Unter Zugrundelegung der o.g. Maßgaben, hätte der Beklagte das Schreiben vom 12. Mai 2009 dahingehend verstehen müssen, dass die Kläger Einspruch gegen alle drei Steuerfeststetzungen, nämlich Einkommensteuer, Kirchensteuer und Solidaritätszuschlag, eingelegt haben. Dies ergibt sich daraus, dass sie dies im Einleitungssatz wörtlich so geschrieben haben.

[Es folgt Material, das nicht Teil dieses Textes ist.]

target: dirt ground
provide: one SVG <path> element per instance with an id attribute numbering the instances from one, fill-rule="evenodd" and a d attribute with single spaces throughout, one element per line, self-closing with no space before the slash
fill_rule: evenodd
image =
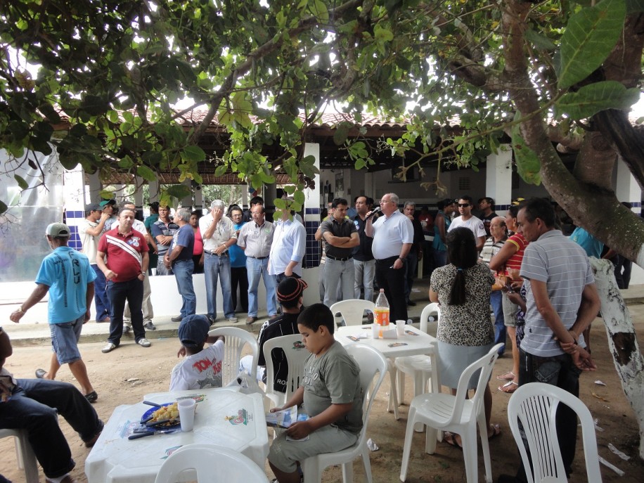
<path id="1" fill-rule="evenodd" d="M 644 335 L 644 325 L 638 326 L 638 338 L 640 347 Z M 601 466 L 604 482 L 644 482 L 644 463 L 638 456 L 639 444 L 638 426 L 633 413 L 624 395 L 610 358 L 606 333 L 602 322 L 593 323 L 592 330 L 593 355 L 598 364 L 595 373 L 582 375 L 581 399 L 589 407 L 596 420 L 599 454 L 623 470 L 624 476 L 618 476 L 612 470 Z M 87 365 L 90 379 L 98 393 L 98 401 L 94 405 L 99 416 L 109 419 L 114 408 L 120 404 L 131 404 L 142 400 L 143 395 L 150 392 L 167 390 L 170 371 L 176 361 L 179 344 L 176 339 L 153 340 L 149 349 L 143 349 L 124 340 L 118 350 L 108 354 L 101 352 L 103 343 L 83 344 L 81 351 Z M 49 360 L 49 348 L 39 347 L 19 347 L 7 361 L 6 367 L 18 378 L 32 378 L 34 371 L 39 367 L 46 368 Z M 511 360 L 505 356 L 498 359 L 494 375 L 502 374 L 510 368 Z M 64 367 L 59 373 L 59 379 L 74 382 L 69 370 Z M 595 384 L 601 381 L 605 385 Z M 496 390 L 501 382 L 493 377 L 490 384 L 494 397 L 493 422 L 500 425 L 502 434 L 490 443 L 492 460 L 492 475 L 495 479 L 502 472 L 513 473 L 517 468 L 518 453 L 514 439 L 508 425 L 506 407 L 509 395 Z M 411 399 L 411 381 L 408 380 L 405 402 Z M 404 437 L 408 406 L 400 408 L 401 418 L 396 421 L 393 415 L 386 411 L 386 402 L 389 391 L 389 378 L 385 378 L 374 405 L 368 426 L 368 435 L 380 449 L 371 453 L 371 468 L 374 482 L 399 480 L 402 446 Z M 67 441 L 76 461 L 72 475 L 79 482 L 86 481 L 84 472 L 85 458 L 89 450 L 61 418 Z M 617 449 L 631 457 L 625 461 L 608 449 L 612 443 Z M 434 455 L 424 452 L 425 434 L 416 433 L 413 439 L 413 450 L 408 470 L 408 482 L 464 482 L 465 469 L 462 451 L 444 443 L 437 445 Z M 581 454 L 581 442 L 575 459 L 575 471 L 572 482 L 586 481 Z M 480 454 L 480 453 L 479 453 Z M 0 473 L 14 482 L 24 481 L 24 474 L 18 470 L 13 440 L 0 440 Z M 479 458 L 479 480 L 483 481 L 482 458 Z M 267 469 L 267 475 L 273 475 Z M 361 464 L 354 463 L 355 479 L 364 480 Z M 44 475 L 41 471 L 41 481 Z M 327 470 L 323 477 L 325 482 L 340 482 L 342 475 L 338 468 Z"/>

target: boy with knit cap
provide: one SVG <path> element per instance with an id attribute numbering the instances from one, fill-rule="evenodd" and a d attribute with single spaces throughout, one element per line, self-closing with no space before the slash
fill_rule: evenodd
<path id="1" fill-rule="evenodd" d="M 302 310 L 302 301 L 304 289 L 309 285 L 302 278 L 288 277 L 277 286 L 277 300 L 282 306 L 282 314 L 266 321 L 259 330 L 257 339 L 259 343 L 259 359 L 257 362 L 257 380 L 266 383 L 266 359 L 264 358 L 264 344 L 273 337 L 290 335 L 297 332 L 297 317 Z M 276 391 L 286 392 L 284 381 L 288 376 L 286 356 L 281 349 L 271 353 L 273 367 L 275 369 L 273 387 Z M 252 362 L 250 356 L 242 358 L 240 369 L 250 370 Z"/>
<path id="2" fill-rule="evenodd" d="M 184 359 L 172 369 L 171 391 L 221 387 L 224 339 L 208 335 L 210 330 L 210 323 L 204 315 L 183 317 L 179 326 L 181 348 L 176 356 Z M 210 345 L 204 348 L 206 342 Z"/>

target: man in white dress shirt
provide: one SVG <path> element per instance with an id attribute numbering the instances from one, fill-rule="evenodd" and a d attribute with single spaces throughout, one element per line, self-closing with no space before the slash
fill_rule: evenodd
<path id="1" fill-rule="evenodd" d="M 210 212 L 199 219 L 199 231 L 203 238 L 203 273 L 206 282 L 207 317 L 211 324 L 217 318 L 217 278 L 221 283 L 224 316 L 236 323 L 231 295 L 231 259 L 228 249 L 237 243 L 237 231 L 233 221 L 224 216 L 226 206 L 221 200 L 210 204 Z"/>

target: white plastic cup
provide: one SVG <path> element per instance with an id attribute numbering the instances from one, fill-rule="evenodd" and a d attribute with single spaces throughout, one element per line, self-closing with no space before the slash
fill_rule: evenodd
<path id="1" fill-rule="evenodd" d="M 405 335 L 405 323 L 404 321 L 396 321 L 396 335 L 398 337 Z"/>
<path id="2" fill-rule="evenodd" d="M 179 406 L 179 418 L 181 423 L 181 431 L 187 432 L 193 430 L 195 425 L 195 411 L 197 403 L 194 399 L 181 399 L 176 404 Z"/>
<path id="3" fill-rule="evenodd" d="M 378 339 L 380 335 L 380 326 L 375 323 L 371 324 L 371 338 Z"/>

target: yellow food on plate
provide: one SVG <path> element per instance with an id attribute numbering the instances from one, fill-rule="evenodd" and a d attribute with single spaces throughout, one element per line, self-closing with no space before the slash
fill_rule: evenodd
<path id="1" fill-rule="evenodd" d="M 165 421 L 166 420 L 179 419 L 179 407 L 176 403 L 159 408 L 152 413 L 151 421 Z"/>

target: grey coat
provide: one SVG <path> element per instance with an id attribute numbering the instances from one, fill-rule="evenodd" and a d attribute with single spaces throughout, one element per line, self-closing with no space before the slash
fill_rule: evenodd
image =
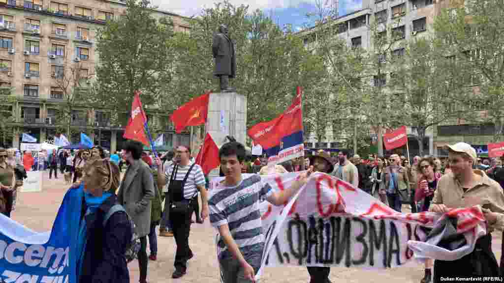
<path id="1" fill-rule="evenodd" d="M 141 160 L 135 160 L 126 170 L 117 199 L 135 223 L 139 237 L 147 235 L 150 230 L 154 198 L 154 182 L 149 165 Z"/>
<path id="2" fill-rule="evenodd" d="M 214 75 L 234 78 L 236 75 L 236 60 L 234 45 L 231 39 L 223 33 L 214 36 L 212 51 L 215 58 Z"/>

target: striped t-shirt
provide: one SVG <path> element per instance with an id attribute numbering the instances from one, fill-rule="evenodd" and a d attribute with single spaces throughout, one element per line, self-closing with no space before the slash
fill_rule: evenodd
<path id="1" fill-rule="evenodd" d="M 259 204 L 273 191 L 257 174 L 242 174 L 242 181 L 234 187 L 219 184 L 210 190 L 208 205 L 212 226 L 227 224 L 233 239 L 245 260 L 248 255 L 262 253 L 265 236 Z M 218 243 L 219 258 L 231 256 L 223 240 Z"/>
<path id="2" fill-rule="evenodd" d="M 182 181 L 192 165 L 191 163 L 190 163 L 186 166 L 179 165 L 178 168 L 177 169 L 177 176 L 175 177 L 175 180 Z M 174 166 L 175 164 L 173 164 L 168 167 L 164 172 L 165 176 L 168 182 L 169 182 L 171 179 L 171 173 L 173 171 Z M 184 198 L 190 199 L 195 196 L 195 193 L 198 191 L 198 188 L 196 187 L 196 186 L 203 186 L 204 187 L 206 183 L 205 175 L 203 175 L 203 171 L 201 170 L 201 166 L 198 164 L 195 165 L 191 170 L 191 173 L 189 173 L 187 181 L 185 181 L 185 184 L 184 185 Z"/>

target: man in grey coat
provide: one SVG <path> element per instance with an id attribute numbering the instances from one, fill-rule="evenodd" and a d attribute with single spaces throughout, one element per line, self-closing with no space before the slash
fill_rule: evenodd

Diese Formulierung diente nicht lediglich der Identifizierung des Schriftstückes, denn dieses war bereits zuvor im "Betreff" genau bezeichnet. Misst man dem Einleitungssatz jedoch eine über die reine Identifizierung hinausgehende Bedeutung zu, muss der tatsächliche Wortlaut Berücksichtigung finden. Nach diesem haben die Kläger Einspruch (auch) gegen den Einkommensteuerbescheid eingelegt. Dem steht nicht entgegen, dass die Kläger in der Einspruchsschrift nur ihren Rechtsbehelf gegen die Festsetzung des Solidaritätszuschlags, nicht aber den gegen die Einkommensteuerfestsetzung begründen. Eine Begründung des Einspruchs ist nicht erforderlich (§ 357 Abs. 3 AO). Der Einspruchsschrift ist auch nicht zu entnehmen, dass nur die Festsetzung des Solidaritätszuschlags angegriffen werden soll.

18

Der Einspruchsbescheid vom 07.05.2010 war daher aufzuheben.

19

Die Kostenentscheidung beruht auf § 135 Abs. 1 Finanzgerichtsordnung (FGO).

20

Die Entscheidung über die vorläufige Vollstreckbarkeit folgt aus §§ 151 Abs. 1 und 3 FGO i.V.m. 708 Nr. 10, 711 Zivilprozessordnung.